Relation Extraction (RE) aims to detect semantic relations between entity pairs in natural texts. Although it has proven to be crucial in various natural language processing (NLP) applications, it has not yet been studied in depth in the literature. Among the key challenges is that literary texts put emphasis on the narrative craft and exhibit characteristics that go beyond the well-studied structured form of journalistic, academic, and technical texts. Moreover, literary texts are characterized by creative writing peculiarities that can vary significantly from author to author and time to time. Moreover, since most literary works have been digitized by OCR systems, the digitized versions may suffer from character or word misspellings. Despite the aforementioned challenges, the digitization of texts and advances in Artificial Intelligence (AI) and NLP are enabling the automatic analysis of literary works, allowing us to delve into the structure of artifacts and to compare, explore, manage, and preserve the richness of our written heritage.
Our work, «Extracting Semantic Relationships in Greek Literary Texts» which was recently published in the special issue «Cultural Heritage Storytelling, Engagement and Management in the Era of Big Data and the Semantic Web», explores the task of relation extraction in light of above mentioned challenges in 19th century Greek literature.
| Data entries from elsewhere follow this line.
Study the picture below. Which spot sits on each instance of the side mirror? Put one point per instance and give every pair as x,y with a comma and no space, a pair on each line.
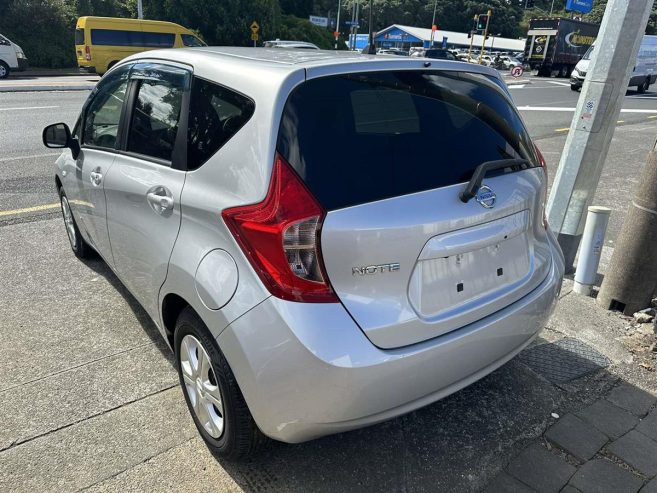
58,136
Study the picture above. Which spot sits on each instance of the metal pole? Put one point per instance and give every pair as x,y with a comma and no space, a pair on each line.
483,43
589,255
594,121
631,279
370,39
337,25
433,22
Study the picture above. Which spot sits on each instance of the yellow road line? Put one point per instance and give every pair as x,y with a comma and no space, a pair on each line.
36,208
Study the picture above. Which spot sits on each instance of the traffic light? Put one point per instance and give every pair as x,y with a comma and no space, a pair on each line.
481,22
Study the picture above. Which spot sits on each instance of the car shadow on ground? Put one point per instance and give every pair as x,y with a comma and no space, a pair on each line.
457,444
99,266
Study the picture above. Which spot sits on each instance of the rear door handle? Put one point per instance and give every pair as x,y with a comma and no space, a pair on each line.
160,199
96,177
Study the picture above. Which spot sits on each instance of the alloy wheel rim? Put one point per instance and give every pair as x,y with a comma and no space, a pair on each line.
201,386
68,222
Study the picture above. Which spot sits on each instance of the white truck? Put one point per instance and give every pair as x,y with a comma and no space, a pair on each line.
12,57
645,67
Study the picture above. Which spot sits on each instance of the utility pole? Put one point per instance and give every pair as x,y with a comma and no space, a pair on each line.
594,122
483,43
433,22
631,279
337,26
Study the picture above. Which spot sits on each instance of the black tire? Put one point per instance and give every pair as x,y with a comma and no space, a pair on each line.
241,437
4,70
80,248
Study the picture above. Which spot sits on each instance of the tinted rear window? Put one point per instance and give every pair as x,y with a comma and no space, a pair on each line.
114,37
358,138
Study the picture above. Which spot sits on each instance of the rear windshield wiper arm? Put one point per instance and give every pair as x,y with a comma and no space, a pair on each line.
474,184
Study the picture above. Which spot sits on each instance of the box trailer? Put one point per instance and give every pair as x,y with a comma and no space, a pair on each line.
555,45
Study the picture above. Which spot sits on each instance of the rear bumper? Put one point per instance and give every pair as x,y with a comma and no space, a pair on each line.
307,370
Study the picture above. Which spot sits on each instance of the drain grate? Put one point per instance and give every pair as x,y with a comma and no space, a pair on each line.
564,360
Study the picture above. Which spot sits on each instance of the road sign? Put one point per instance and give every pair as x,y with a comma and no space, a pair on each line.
583,6
517,71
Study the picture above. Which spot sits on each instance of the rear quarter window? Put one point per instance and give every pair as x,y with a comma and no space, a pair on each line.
358,138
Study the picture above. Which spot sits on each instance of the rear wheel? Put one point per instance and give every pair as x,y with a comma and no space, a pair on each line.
4,70
211,392
80,248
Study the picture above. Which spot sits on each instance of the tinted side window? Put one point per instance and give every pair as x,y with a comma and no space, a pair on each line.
215,115
156,114
103,113
358,138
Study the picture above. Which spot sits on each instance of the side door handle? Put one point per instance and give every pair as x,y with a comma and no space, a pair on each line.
96,177
160,199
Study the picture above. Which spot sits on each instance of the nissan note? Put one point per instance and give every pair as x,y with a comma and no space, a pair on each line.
325,240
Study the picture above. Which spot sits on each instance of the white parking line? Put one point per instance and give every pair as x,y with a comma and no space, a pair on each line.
561,108
33,156
29,108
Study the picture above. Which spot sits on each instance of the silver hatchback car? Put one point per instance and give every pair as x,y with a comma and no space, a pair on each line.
326,240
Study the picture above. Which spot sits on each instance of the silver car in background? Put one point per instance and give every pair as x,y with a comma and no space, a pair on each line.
325,240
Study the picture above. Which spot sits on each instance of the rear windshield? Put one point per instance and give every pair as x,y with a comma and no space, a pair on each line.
358,138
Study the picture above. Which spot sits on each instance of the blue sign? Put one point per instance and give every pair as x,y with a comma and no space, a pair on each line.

Precisely, we propose the fine-tuning of the Greek language model BERT into a structured input of 19th century Greek literary instances containing only the surrounding text of the entity pair along with their entity types. Moreover, we use multi-instance learning, i.e., we train our model not on the instance level, but on a set of instances including the same entity pairs.
Using transfer learning, well-structured input, and multi-instance learning, our model effectively handles literature’s challenges. Extensive experiments and comparisons with existing models on our dataset show that REDSandT_Lit has superior performance (90% accuracy), manages to capture infrequent relations (100%F in long-tail relations), and can also correct mislabeled sentences.
Finally, we have made the training data publicly available. These include 3,649 samples of 19th century Greek literary instances labelled with five (5) named entities and six (6) semantic relations to encourage further research in Greek literature.